Memcached consists of a dispatcher thread and several worker threads, which
communicates through a pipe, for example if new connection is accepted,
dispatcher writes 'c' to a pipe for a selected worker thread (it switches them
in round-robin manner), worker thread then popup the connection from the queue
and serves it.

Due to a slight race condition in capabilities, kevent() mechanism sometimes
may return spurious ENOTCAPABLE errors for the descriptors. It makes libevent
to abort the loop which works with the connections and return. Memcached
doesn't expect it to happen and worker thread silenty returns[1] and dies. You
may see it with procstat command, comparing count of threads in normal and
failing situation - you will be one thread short for the last.

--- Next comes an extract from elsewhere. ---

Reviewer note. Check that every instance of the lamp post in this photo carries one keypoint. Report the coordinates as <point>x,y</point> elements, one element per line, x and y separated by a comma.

Dispatcher is not aware of this catastrophic event, and therefor continues to
write "c"'s about new connection to the pipe of that, already dead, thread, but
of course no one will serve those connections and they're left on the air.

And reasons why you see it as massive amount of CLOSED\CLOSE_WAIT connections
is simply the fact that client by timeout or by any other ways decided to
close() its connection. Network stack receives FIN packet and expects our
application to issue close() on the descriptor, but since thread is already
dead - it will never happen.

This bug was addressed by Mateusz in r273137[2].